Canada’s cannabis industry faces another major problem: Mislabeled products

Canada’s cannabis industry faces another major problem: Mislabeled products

Aside from the clear supply and demand problem, it seems like Canada’s cannabis industry is facing labeling issues as well. 

Although recreational marijuana was legalized in Canada last October, it is hard to say that the industry is already in full swing. There are still a lot of issues concerning consumers, growers and retailers alike. Even in Ontario—the largest possible market for marijuana, problems remain prominent. The province is not just facing supply problems, a lot of the products are apparently mislabelled as well.

Since there are no physical retailers of cannabis in Ontario, consumers have to rely heavily on province-run online stores. The largest portal people can order from is the Ontario Cannabis Store (OCS) but consumers are claiming that its products are not properly labeled.

Speaking to CBC Canada, consumer Peter Lyon said that he recently ordered Radiate, a cannabis product that contains high amounts of tetrahydrocannabinol (THC). However, upon checking the receipt, the THC content listed was different from what he saw on the website. The website notes that Radiate had 24 percent THC for $9.45 a gram whereas, in the receipt, the content was reduced to 13 percent.

For cannabis products, the composition is crucial so this is a critical error on part of the OCS. However, Radiate producer TerrAscend Canada is the primary source of the matter said company vice president Ari Unterman on the website of OCS.

Lyon was obviously looking for recreational marijuana that would give him the sensation he was looking for. However, with the THC content dropping from 24 to 13 percent, he would get a lesser intensity of the feeling instead. This will also be a major issue for those who are using marijuana for medical purposes only.

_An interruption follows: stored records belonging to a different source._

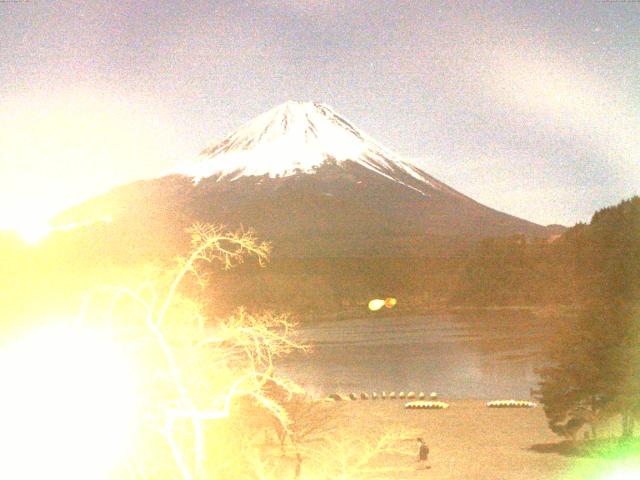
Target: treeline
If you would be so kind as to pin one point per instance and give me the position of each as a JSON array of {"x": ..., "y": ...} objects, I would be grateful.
[
  {"x": 594, "y": 370},
  {"x": 511, "y": 271}
]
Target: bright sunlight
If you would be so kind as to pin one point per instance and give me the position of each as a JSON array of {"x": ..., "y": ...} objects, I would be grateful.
[{"x": 67, "y": 406}]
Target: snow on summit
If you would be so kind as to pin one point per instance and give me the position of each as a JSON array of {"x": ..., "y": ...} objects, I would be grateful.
[{"x": 296, "y": 137}]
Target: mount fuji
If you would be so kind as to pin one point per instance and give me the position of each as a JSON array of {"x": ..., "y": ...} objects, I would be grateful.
[{"x": 310, "y": 182}]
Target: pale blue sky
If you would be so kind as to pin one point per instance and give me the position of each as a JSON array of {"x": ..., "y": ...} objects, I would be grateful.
[{"x": 532, "y": 108}]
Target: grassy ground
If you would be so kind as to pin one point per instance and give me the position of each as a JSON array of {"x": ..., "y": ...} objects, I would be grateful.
[{"x": 466, "y": 441}]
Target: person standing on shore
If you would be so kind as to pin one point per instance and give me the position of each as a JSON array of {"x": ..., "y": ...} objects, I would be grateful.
[{"x": 423, "y": 454}]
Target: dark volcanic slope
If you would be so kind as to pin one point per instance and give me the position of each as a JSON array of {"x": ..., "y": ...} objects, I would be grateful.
[{"x": 307, "y": 180}]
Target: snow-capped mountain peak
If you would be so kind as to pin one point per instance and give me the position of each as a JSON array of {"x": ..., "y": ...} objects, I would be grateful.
[{"x": 296, "y": 137}]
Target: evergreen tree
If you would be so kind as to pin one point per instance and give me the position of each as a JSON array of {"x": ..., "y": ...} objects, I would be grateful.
[{"x": 595, "y": 367}]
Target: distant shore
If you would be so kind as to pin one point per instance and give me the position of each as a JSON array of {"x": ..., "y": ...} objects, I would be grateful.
[{"x": 546, "y": 311}]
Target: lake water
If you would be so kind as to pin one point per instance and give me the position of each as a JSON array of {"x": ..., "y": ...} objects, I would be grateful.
[{"x": 486, "y": 355}]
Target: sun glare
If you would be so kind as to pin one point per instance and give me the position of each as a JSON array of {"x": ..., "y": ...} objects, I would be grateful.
[{"x": 67, "y": 406}]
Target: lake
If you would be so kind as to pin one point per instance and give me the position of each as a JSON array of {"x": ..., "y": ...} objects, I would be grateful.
[{"x": 481, "y": 355}]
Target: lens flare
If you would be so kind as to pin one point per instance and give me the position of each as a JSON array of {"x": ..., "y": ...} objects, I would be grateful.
[
  {"x": 376, "y": 304},
  {"x": 67, "y": 406}
]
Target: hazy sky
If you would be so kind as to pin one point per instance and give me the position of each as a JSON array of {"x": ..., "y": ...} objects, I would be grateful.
[{"x": 532, "y": 108}]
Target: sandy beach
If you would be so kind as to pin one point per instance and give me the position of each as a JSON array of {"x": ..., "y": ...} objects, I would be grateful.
[{"x": 466, "y": 441}]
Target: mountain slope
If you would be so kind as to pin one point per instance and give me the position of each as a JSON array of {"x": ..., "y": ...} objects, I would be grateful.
[{"x": 309, "y": 181}]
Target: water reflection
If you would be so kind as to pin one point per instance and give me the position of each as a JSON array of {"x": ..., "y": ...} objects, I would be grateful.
[{"x": 471, "y": 355}]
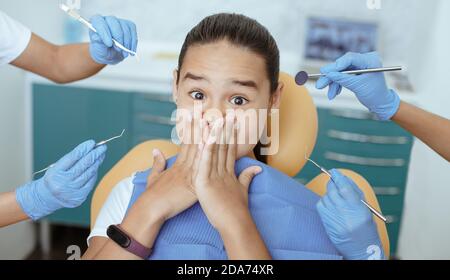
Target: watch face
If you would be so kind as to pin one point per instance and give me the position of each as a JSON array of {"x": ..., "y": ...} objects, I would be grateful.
[{"x": 118, "y": 236}]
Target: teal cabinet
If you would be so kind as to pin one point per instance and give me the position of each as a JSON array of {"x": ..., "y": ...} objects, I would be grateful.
[{"x": 65, "y": 116}]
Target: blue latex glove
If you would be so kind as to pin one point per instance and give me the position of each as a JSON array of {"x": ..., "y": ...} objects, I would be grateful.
[
  {"x": 102, "y": 48},
  {"x": 65, "y": 185},
  {"x": 347, "y": 220},
  {"x": 370, "y": 88}
]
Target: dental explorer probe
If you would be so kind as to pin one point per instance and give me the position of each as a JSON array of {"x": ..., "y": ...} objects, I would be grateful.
[{"x": 302, "y": 76}]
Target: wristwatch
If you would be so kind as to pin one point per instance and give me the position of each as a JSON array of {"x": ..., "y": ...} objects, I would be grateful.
[{"x": 124, "y": 240}]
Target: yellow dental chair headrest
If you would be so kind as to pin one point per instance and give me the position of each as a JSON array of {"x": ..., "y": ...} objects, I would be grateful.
[{"x": 298, "y": 128}]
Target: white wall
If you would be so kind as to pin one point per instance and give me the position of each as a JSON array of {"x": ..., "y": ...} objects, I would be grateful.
[
  {"x": 426, "y": 224},
  {"x": 17, "y": 241},
  {"x": 405, "y": 25}
]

What makes the issue more pressing is the fact that retailers are legally obligated to ensure that the labels on their products are accurate. Cannabis brands have to ensure that the labeling on their products are correct as it could have serious medical repercussions on the side of the consumers. Fortunately for Lyon, he was not able to use the product yet as the product still has not reached his doorstep despite being ordered two weeks back.

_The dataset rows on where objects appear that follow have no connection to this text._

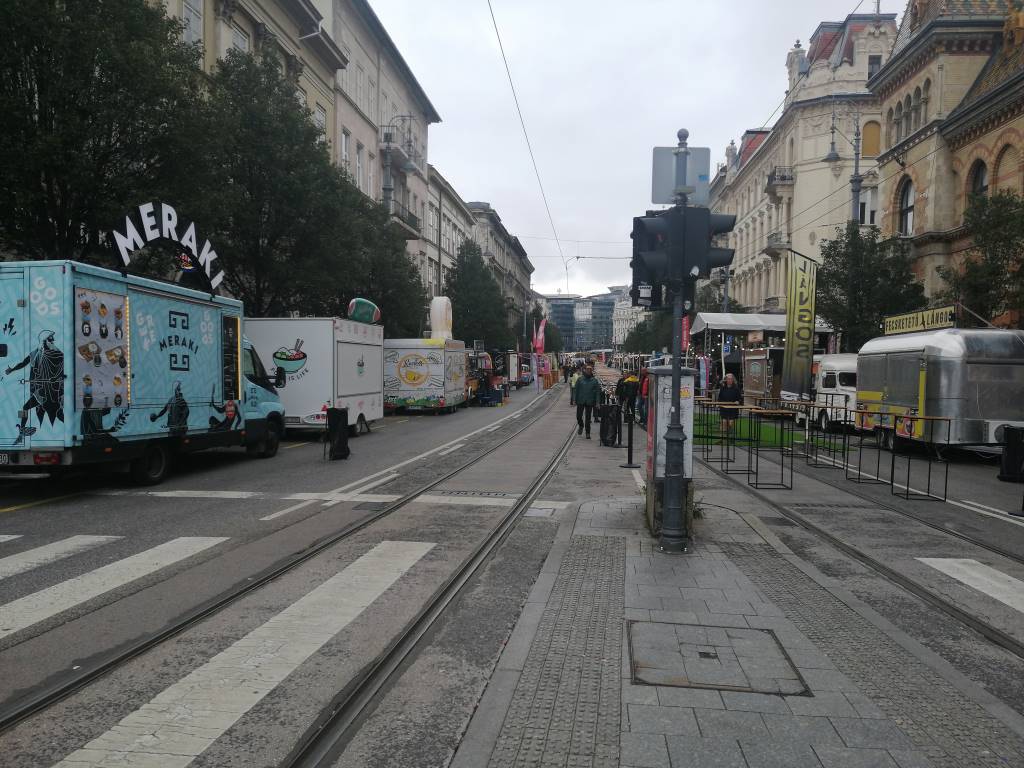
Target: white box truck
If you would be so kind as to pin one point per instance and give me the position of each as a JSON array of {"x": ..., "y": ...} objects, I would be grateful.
[
  {"x": 329, "y": 363},
  {"x": 424, "y": 374}
]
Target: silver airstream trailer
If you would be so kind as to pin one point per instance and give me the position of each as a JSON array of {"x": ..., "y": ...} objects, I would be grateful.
[{"x": 974, "y": 378}]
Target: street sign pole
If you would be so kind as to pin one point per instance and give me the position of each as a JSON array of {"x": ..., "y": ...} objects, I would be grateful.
[{"x": 674, "y": 537}]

What companies can do to avoid such matters

This is an error that should not be repeated in the cannabis industry. For brands like White Label Liquid Inc. (OTCMKTS:WLAB), mistakes like this could cost them their consumers. Luckily, the global leader in the development of e-liquid products remains steadfast in creating high-quality and properly labeled products. The company focuses heavily on the cannabidiol (CBD)-infused e-liquid products so proper labeling is definitely important.

WLAB provides strategies and other services for cannabis companies.  (Source)

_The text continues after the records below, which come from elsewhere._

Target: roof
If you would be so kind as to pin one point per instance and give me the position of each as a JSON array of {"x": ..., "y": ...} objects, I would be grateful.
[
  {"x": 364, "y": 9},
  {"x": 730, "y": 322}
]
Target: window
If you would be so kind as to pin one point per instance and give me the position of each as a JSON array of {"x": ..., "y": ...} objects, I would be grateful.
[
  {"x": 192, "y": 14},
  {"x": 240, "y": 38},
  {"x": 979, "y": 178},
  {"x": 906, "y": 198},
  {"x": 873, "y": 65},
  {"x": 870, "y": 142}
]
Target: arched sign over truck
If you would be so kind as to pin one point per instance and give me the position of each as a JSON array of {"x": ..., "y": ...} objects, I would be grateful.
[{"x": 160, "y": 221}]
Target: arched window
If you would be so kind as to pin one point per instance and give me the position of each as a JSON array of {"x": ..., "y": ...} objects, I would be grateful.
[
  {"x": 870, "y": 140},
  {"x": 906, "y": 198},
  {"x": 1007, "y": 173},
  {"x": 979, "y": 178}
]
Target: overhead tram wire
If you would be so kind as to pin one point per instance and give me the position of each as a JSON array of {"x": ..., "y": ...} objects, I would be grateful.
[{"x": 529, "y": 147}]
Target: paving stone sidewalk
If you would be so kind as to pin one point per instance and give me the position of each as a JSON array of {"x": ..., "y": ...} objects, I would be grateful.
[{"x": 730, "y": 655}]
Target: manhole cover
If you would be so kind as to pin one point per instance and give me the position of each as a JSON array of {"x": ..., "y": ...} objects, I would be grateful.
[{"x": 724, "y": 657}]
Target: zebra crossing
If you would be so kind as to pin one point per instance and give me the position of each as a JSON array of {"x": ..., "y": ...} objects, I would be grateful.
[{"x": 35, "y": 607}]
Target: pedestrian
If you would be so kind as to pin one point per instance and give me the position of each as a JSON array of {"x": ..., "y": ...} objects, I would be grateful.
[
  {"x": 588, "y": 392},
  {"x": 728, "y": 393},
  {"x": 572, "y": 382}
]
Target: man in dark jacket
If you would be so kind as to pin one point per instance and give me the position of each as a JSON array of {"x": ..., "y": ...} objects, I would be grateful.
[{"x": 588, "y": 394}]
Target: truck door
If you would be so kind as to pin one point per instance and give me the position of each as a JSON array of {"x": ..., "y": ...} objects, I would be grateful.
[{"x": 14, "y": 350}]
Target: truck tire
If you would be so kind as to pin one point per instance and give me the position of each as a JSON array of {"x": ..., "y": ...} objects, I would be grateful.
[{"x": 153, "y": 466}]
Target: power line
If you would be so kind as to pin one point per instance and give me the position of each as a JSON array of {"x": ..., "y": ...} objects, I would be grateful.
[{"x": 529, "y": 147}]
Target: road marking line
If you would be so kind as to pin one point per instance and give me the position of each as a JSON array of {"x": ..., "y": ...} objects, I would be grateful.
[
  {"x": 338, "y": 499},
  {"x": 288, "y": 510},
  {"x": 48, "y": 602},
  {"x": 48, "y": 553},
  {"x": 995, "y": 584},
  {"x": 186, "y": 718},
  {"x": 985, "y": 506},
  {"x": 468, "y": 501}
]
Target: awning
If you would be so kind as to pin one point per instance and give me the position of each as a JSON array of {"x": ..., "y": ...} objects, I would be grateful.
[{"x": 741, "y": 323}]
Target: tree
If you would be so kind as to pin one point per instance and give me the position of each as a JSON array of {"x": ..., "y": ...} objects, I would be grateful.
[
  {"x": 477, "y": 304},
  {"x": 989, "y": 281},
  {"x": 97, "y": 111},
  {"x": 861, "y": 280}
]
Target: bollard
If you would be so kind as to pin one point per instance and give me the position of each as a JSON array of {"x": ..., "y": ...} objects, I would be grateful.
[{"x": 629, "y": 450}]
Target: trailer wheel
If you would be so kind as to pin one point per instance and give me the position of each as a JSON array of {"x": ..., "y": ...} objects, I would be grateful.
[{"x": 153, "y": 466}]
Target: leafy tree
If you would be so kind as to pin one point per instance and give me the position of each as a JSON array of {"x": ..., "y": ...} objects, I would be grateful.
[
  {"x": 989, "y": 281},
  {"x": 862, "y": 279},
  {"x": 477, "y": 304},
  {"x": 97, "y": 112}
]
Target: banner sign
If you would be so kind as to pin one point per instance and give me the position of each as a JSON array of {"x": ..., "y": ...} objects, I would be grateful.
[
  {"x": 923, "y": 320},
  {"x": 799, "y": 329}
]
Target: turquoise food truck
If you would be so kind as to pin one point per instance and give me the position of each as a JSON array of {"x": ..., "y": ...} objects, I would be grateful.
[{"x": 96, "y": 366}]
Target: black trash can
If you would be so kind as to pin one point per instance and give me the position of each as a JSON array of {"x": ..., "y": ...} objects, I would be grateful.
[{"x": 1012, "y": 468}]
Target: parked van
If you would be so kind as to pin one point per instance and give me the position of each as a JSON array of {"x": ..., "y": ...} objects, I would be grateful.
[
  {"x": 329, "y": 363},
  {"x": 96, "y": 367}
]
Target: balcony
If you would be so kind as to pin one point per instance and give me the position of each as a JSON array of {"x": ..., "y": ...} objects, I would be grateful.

WLAB understands its duty as a cannabis company as well. Aside from distributing e-liquids to retailers around the world, it is also an expert in the development of strategies and white labels for other cannabis brands. It has already helped many brands reach out to the market they are targeting and those in Canada could use the help.

The growth of the cannabis industry in Canada is certainly unexpected. Along with it came entrepreneurs who jumped into the business without having any prior knowledge about the enterprise. Now, they are struggling to keep up with regulations and standards. Hope is not lost for them though as they could still progress by partnering with brands such as WLAB.

Packaging and labeling standards in Canada

Canada’s Cannabis Act not only sought to legalize recreational marijuana, but it also worked towards creating standards for retailers and growers to abide by. That includes a few lines regarding packaging and labeling. The standards set in the Cannabis Act are intended to decrease product's appeal to minors, provide proper details to consumers and most importantly, to protect against accidental consumption.

Although the standards were simple, it presented a few issues to companies. One of which is the size of the labeling. The government wanted detailed product information but cannabis labels are typically small. Another issue is that companies must have variable information including lot numbers and packaging dates. This prevents companies from printing labels in bulk, making it more costly to adhere to the standards.

What companies need to do is to simply outsource their labels and packaging from third-party companies. This might cost them more, but they will at least avoid major legal complications in the future.

Many people have an optimistic view of Canada’s cannabis industry but it is hard to see it flourish completely if companies still make critical errors such as the one made by TerrAscend. The obvious route, for now, is to partner up or seek the aid of other cannabis brands that have a better understanding of the industry.